As Calgary tackles the issue of defunding its police, a recent report by the Calgary Police Commission reveals that the city’s law enforcement force is struggling to find new recruits while also facing a gun crime problem.
The Calgary Police Service Annual Report is due to be presented before the city’s committee on Community and Protective Services this Wednesday.
“The COVID pandemic, public health restrictions, and budget uncertainty in 2020 had a significant impact on the Service’s ability to recruit, train and hire new officers. Hiring was far below attrition; by the end of 2020 there were over 100 sworn vacancies resulting in increased workload for existing officers,” writes the Commission.
Following wide-spread protests and riots in the US and Canada over the death of George Floyd in 2020, Calgary Mayor Naheed Nenshi spearheaded a push to defund the city’s police force by up to $20 million.
Nenshi was joined by councillors Evan Woolley, Gian-Carlo Carra and George Chahal in supporting the motion to relocate police funds.
While the motion did not pass in its original form, city council eventually voted to pull $8 million in funds from city reserves and the official police budget submission also included a voluntary $8 million dedication for alternative policing initiatives.
The Commission’s report also makes mention of Calgary Police’s engagement with “with advocacy groups such as Black Lives Matter (BLM) and Walk for Freedom to promote peaceful and constructive interactions in the community.”
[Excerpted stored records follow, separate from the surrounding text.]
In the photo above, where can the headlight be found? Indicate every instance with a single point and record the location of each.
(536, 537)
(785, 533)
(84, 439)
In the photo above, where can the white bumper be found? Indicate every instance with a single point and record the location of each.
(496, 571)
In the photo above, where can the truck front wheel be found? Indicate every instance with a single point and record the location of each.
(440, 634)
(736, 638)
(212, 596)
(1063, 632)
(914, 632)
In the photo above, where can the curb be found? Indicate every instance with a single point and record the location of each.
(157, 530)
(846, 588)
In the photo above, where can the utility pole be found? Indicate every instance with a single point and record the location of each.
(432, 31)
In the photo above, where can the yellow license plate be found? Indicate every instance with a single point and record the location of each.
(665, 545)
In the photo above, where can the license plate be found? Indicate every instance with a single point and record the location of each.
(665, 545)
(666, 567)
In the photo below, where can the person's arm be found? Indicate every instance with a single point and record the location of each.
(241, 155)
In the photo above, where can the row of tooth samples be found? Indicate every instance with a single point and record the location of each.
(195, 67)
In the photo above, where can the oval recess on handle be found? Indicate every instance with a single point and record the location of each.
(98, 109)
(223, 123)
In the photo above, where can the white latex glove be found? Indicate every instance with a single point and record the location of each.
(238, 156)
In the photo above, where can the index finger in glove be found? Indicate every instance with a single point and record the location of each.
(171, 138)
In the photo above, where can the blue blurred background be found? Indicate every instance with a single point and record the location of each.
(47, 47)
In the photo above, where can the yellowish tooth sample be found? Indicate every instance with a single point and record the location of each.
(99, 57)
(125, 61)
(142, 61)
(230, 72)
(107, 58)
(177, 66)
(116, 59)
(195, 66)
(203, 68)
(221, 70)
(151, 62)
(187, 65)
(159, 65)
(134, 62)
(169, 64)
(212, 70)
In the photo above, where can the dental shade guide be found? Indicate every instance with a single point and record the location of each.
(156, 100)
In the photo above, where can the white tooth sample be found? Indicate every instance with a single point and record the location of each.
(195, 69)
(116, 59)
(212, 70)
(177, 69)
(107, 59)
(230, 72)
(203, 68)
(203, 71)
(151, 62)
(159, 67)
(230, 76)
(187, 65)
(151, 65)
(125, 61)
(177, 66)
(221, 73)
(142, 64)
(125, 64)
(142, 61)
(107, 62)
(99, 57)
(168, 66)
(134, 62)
In 2020, Calgary Police also noted that gun and gang crime in the city “was of particular concern.”
“There were 112 shooting events, representing a forty percentincrease over the five-year average. The CPS is an active member of the Community Based Public Safety Task Force, formed to address the increase in gun and gang-related violence,” claimed the report.
“In April 2020, the Firearms Investigative Team (FIT) was created in response to the increase in firearm activity to track, trace, and investigate every crime gun seized by the CPS. There were 1191 guns seized by CPS in 2020 and of those, 507 were deemed to be crime guns.”